Griffin has kept the internal workings of Citadel closed to all but a tiny inner circle, a feat made possible by the fact that the company is based in Chicago, away from the glare of the New York media. He rarely talks to the press and has bought the rights to photographs of himself and his wife to keep them out of circulation. "We zealously guard our private life," he said during a recent interview in New York, with his wife by his side.

In an age when private-money kings like the Blackstone Group’s Stephen Schwarzman and SAC Capital’s Steve Cohen have become pseudo-celebrities, Ken Griffin remains largely unknown despite sitting atop one of the most formidable companies in American finance. Citadel has ballooned into a $13.5 billion leviathan. (That’s $1.5 billion more than Cohen’s firm and half a billion dollars more than the fund run by George Soros, according to estimates.) On some days it trades as much as 3 percent of the volume on the Nasdaq and the New York Stock Exchange, making Griffin a very rich man, with an estimated net worth of $1.7 billion.

But as his industry emerges from one of the most lucrative periods of money-making in history and charges into an uncertain future, Griffin, 38, is reassessing. He is considering whether to take Citadel public in what would likely be the biggest stand-alone hedge fund initial public offering ever seen in the United States. At the same time, he is working aggressively to transform his company into a financial supermarket akin to Citigroup and Goldman Sachs. "We still have a lot of aspirations ahead of us," he says.

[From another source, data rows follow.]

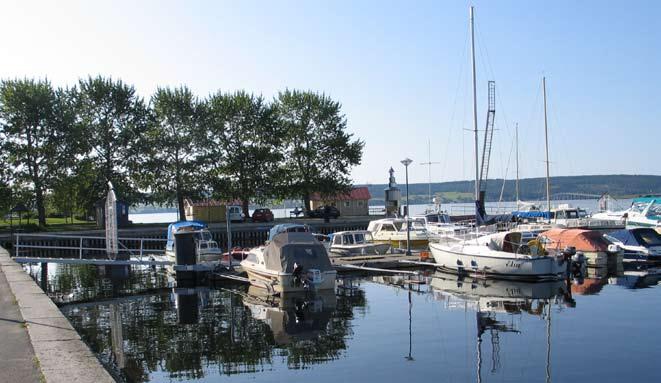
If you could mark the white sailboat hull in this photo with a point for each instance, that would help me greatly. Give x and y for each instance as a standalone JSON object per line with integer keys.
{"x": 481, "y": 261}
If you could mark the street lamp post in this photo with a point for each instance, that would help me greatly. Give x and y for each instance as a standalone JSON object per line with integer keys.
{"x": 406, "y": 162}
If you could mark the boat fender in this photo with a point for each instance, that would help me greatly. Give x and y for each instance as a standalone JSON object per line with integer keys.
{"x": 297, "y": 274}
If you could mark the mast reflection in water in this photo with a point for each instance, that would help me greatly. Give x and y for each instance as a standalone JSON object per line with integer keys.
{"x": 379, "y": 329}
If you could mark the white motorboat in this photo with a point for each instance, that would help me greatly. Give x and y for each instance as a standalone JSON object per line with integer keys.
{"x": 639, "y": 244}
{"x": 290, "y": 261}
{"x": 392, "y": 231}
{"x": 439, "y": 227}
{"x": 357, "y": 242}
{"x": 644, "y": 212}
{"x": 497, "y": 255}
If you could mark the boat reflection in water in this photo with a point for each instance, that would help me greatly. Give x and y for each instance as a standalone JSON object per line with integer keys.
{"x": 490, "y": 298}
{"x": 205, "y": 333}
{"x": 293, "y": 316}
{"x": 637, "y": 276}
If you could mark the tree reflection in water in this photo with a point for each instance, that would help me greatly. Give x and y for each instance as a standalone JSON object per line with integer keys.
{"x": 195, "y": 333}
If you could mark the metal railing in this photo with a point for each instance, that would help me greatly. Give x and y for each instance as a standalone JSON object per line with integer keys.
{"x": 72, "y": 242}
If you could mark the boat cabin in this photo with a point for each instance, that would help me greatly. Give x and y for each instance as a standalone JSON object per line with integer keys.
{"x": 345, "y": 238}
{"x": 288, "y": 228}
{"x": 204, "y": 242}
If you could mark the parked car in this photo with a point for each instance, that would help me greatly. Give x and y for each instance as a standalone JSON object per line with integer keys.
{"x": 320, "y": 212}
{"x": 262, "y": 215}
{"x": 235, "y": 213}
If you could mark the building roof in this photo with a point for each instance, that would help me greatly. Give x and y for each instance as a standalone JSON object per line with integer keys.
{"x": 359, "y": 193}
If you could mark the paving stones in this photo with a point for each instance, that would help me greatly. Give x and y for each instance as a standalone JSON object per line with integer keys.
{"x": 62, "y": 355}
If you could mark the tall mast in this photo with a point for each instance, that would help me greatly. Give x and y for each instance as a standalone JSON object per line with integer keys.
{"x": 517, "y": 165}
{"x": 429, "y": 163}
{"x": 546, "y": 137}
{"x": 477, "y": 180}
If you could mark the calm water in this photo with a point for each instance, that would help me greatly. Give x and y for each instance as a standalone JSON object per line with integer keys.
{"x": 383, "y": 329}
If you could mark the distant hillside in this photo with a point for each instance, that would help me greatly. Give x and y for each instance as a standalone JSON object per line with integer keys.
{"x": 532, "y": 189}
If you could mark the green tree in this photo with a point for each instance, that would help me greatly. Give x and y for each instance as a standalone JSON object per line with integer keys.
{"x": 35, "y": 125}
{"x": 245, "y": 147}
{"x": 319, "y": 152}
{"x": 171, "y": 170}
{"x": 114, "y": 119}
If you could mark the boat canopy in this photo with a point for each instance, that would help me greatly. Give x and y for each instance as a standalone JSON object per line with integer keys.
{"x": 582, "y": 240}
{"x": 532, "y": 214}
{"x": 508, "y": 241}
{"x": 645, "y": 237}
{"x": 288, "y": 228}
{"x": 182, "y": 226}
{"x": 300, "y": 248}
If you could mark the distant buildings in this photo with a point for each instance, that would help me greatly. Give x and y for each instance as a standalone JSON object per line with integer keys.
{"x": 122, "y": 213}
{"x": 356, "y": 202}
{"x": 212, "y": 210}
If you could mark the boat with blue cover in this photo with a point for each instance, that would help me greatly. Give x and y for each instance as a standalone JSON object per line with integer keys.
{"x": 207, "y": 251}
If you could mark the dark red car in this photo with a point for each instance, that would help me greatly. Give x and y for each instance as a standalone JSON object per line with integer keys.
{"x": 262, "y": 215}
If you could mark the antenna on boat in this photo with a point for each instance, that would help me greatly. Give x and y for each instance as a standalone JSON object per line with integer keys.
{"x": 429, "y": 163}
{"x": 546, "y": 138}
{"x": 516, "y": 139}
{"x": 477, "y": 180}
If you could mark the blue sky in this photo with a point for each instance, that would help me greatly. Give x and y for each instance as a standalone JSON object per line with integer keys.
{"x": 400, "y": 69}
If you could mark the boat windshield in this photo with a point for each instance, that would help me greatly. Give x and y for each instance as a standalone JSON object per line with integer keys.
{"x": 347, "y": 239}
{"x": 655, "y": 210}
{"x": 204, "y": 235}
{"x": 650, "y": 237}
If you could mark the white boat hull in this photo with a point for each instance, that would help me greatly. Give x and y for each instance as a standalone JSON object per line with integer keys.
{"x": 497, "y": 264}
{"x": 284, "y": 282}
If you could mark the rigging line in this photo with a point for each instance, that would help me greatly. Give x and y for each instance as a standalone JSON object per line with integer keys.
{"x": 464, "y": 53}
{"x": 484, "y": 52}
{"x": 509, "y": 158}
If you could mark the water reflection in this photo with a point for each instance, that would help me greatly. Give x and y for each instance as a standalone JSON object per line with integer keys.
{"x": 193, "y": 333}
{"x": 490, "y": 298}
{"x": 411, "y": 327}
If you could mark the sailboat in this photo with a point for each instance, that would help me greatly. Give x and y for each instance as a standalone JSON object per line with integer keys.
{"x": 497, "y": 255}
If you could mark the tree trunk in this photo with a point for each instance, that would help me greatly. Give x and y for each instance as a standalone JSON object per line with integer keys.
{"x": 41, "y": 210}
{"x": 245, "y": 207}
{"x": 306, "y": 202}
{"x": 180, "y": 205}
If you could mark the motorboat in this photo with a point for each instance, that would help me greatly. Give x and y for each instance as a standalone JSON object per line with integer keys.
{"x": 293, "y": 316}
{"x": 499, "y": 255}
{"x": 356, "y": 242}
{"x": 639, "y": 244}
{"x": 289, "y": 262}
{"x": 440, "y": 227}
{"x": 597, "y": 250}
{"x": 393, "y": 231}
{"x": 644, "y": 212}
{"x": 288, "y": 228}
{"x": 207, "y": 251}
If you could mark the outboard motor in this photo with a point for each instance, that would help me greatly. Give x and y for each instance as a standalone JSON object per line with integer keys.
{"x": 298, "y": 275}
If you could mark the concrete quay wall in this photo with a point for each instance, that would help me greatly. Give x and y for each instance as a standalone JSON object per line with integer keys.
{"x": 61, "y": 354}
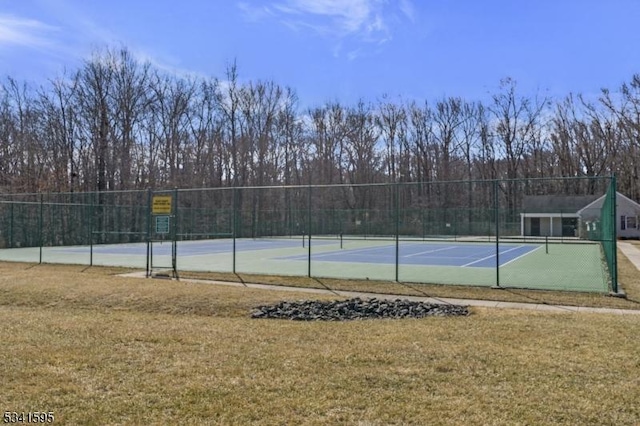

Such grand plans are symptomatic of what might be described as a hedge-fund-industry midlife crisis. A generation of swaggering yet press-shy financial barons has spent the past decade making billions of dollars—the rest of the world be damned. Now they’re waking up to a sobering realization: Nobody actually likes them. They are reviled in the public imagination for their secrecy and extravagant spending and resented by their peers on Wall Street for their huge paychecks. Each passing day, it seems, brings new calls for more regulation and better disclosure. At the same time, their jobs are getting more difficult. Intense competition has made it harder to generate the returns to justify their enormous fees.

It is in this climate that two kinds of hedge fund leaders have emerged: One type just wants to get rich and buy a Boeing 767 and a private island; the other harbors much grander ambitions, striving to rise above the industry’s frayed public image through philanthropy or politics. Griffin represents both.

Fundamentally, he’d just like to be left alone. He remains socially awkward and is clearly uncomfortable with the press; in our interview, he frequently turned to his glamorous wife, Anne Dias Griffin, 36, for reassurance.

But his great wealth has also pushed him into the limelight. Griffin has been mentioned as a possible candidate for political office in Illinois, a notion he dismisses. He and his wife also recently made a $19 million donation to the Art Institute of Chicago and purchased Jasper Johns’ painting False Start from Hollywood mogul David Geffen for $80 million, catapulting them into the top tier of American collectors.

Between them, they’ve joined the boards of the Art Institute of Chicago, Children’s Memorial Hospital, the Chicago Symphony Orchestra, and the Chicago Public Education Fund, among others. "We want to leave the city a better place than it was when we came to it," Griffin says.